How could that be? Especially if you know you’re every bit as well (for which read: “likely better”) placed to deliver ideas that should be shared as others AND you’ll feel upstaged or slighted if someone else speaks up and you don’t…
…But something might still hold you back. A form of fear.
How self-doubt can undermine your leadership potential
For a shockingly high number of senior executives that something is a variation of a phenomenon called: ‘ the imposter syndrome’
And what’s that?
It’s a form of self-doubt that’s been around forever and was finally given a name by psychologists Pauline Clance and Suzanne Imes in 1978…
…who found many high achievers find ways to undermine their professional accomplishments and accolades by deciding they’re not really deserving enough of these things. And instead of backing themselves and giving themselves a pat on the back for what they have done, they manage to pick faults with themselves – thinking things like:
You’re not really that good. Who do you think you are? Don’t be giving yourself airs and graces. If people knew the real you, they’d realise you’re a bit of a phony or a fraud.
And why on earth do they do this? Two words: Self-protection.
They fear that if others think ‘he/she is getting ahead of their real abilities’, they’ll be judged harshly and be set up for a fall – Where people might think:
I knew you were short of the mark. You’re getting too big for your britches. It’s time you were brought down a peg or three.
What this really amounts to is a worry you could appear foolish in the eyes of people that matter to you. And that worry can be enough for you that you: a) sell yourself short, and/or b) become less visible than you know you should be…Because you don’t want to risk being in a ‘line of fire’.
If this sounds familiar, that’s not surprising. Most everyone has self-doubts. That’s inherently human. BUT, they don’t need to constrain the real you and the gifts you can share.

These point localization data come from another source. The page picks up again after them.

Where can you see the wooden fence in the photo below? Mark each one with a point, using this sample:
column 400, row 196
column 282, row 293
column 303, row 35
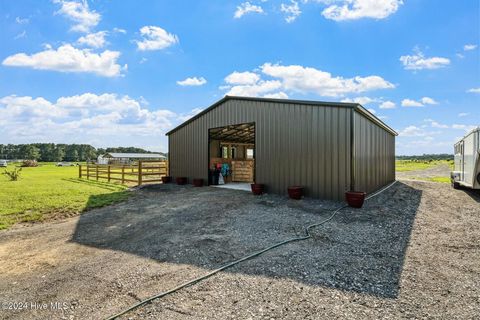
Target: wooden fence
column 144, row 171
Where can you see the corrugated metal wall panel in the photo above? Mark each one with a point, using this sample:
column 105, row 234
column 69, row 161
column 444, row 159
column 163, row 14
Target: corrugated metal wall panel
column 374, row 155
column 296, row 144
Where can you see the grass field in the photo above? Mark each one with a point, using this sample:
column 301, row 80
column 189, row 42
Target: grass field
column 434, row 179
column 50, row 191
column 410, row 165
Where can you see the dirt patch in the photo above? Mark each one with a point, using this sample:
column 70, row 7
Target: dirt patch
column 411, row 252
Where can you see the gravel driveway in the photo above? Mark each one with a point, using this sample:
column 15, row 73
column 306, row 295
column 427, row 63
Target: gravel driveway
column 412, row 252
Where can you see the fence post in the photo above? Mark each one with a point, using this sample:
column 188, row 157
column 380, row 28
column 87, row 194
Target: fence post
column 139, row 173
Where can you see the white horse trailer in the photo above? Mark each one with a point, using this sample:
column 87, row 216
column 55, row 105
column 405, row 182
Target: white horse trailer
column 467, row 161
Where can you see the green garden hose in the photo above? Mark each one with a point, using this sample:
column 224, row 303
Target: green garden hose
column 250, row 256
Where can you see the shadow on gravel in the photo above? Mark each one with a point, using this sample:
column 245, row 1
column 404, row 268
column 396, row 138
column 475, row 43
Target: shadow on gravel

2 Thoughts to help you overcome public speaking self-doubts
#1 Catch yourself doing things well
Choose to always first give yourself credit for what you do well in the talks you give before focusing on places where you could have been better.

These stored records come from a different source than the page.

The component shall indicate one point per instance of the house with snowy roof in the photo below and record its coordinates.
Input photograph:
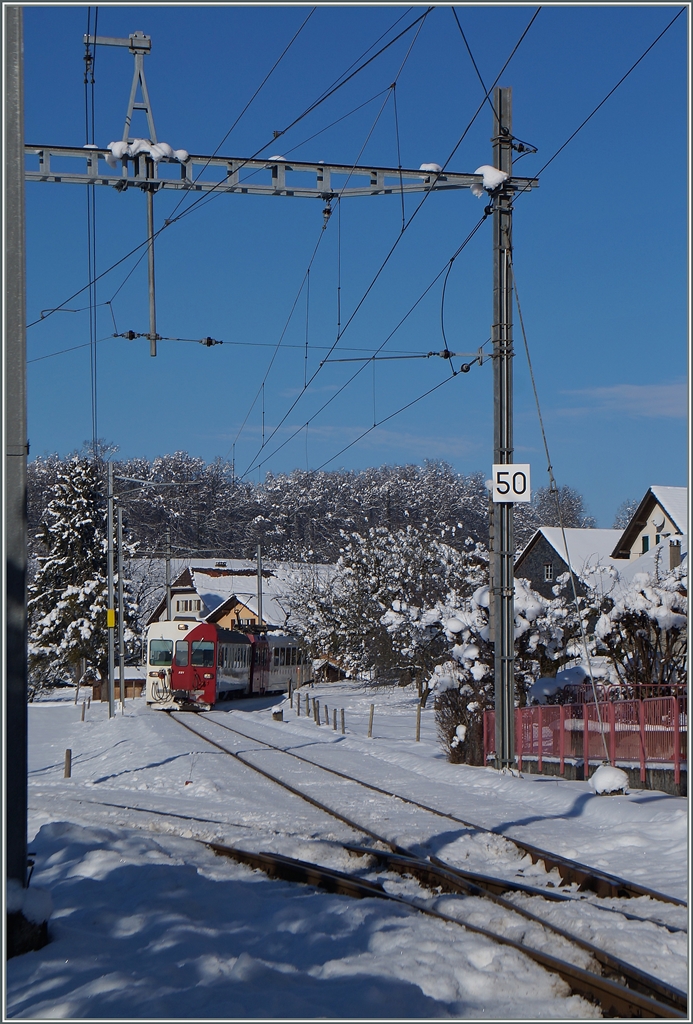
(655, 536)
(549, 555)
(225, 592)
(662, 513)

Here’s a truth about speaking that I’ve addressed in many previous blog posts. Speaking is never about perfection. So don’t make that your aim.
In fact, chasing after perfection or not making mistakes when giving a talk is a mug’s game as audiences don’t expect, want or even value perfection. They’d far prefer you to be approximately right, human and interesting.

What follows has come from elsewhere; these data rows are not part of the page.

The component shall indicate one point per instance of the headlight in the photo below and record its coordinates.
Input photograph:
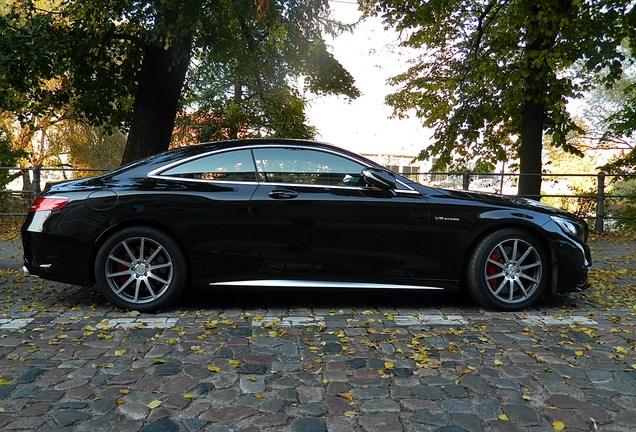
(575, 229)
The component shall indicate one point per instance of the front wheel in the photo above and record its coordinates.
(507, 271)
(140, 268)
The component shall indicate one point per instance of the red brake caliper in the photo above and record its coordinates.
(492, 269)
(119, 267)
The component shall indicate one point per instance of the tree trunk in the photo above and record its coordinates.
(160, 82)
(530, 150)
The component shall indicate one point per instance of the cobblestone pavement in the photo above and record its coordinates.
(316, 360)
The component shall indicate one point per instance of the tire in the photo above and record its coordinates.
(507, 271)
(140, 268)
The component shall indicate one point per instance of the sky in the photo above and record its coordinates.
(362, 125)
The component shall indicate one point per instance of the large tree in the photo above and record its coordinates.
(123, 63)
(495, 75)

So celebrate every success – small or large – you have in the latter department of what audiences really want.
And if you can then find ways to incrementally build on these in every subsequent talk, you’ll be astonished by how rapidly this can be translated into better and better audience experiences over time.
# 2 Grass on the other side of the hill is rarely greener
Avoid the sin of comparing yourself with other speakers – where you imagine you need to emulate them to be considered in the same league.
Reality check: If you sound like others, why should an audience heed you and not these other folks?
Truth is, the only reason any audience should be listening to you is you have something to say and have opinions that are worth hearing – and these are best delivered from the real you.
So forget trying to imitate other speakers or thinking you need to impress people through performance.
It’s easier, more engaging and way more authentic to just be ‘you’ minus any trappings, smoke or mirrors…
…And once you can adopt this more liberating mindset, you’ll find it easier to focus far more on what you think (which is the bit the audience’ll value) than how you appear!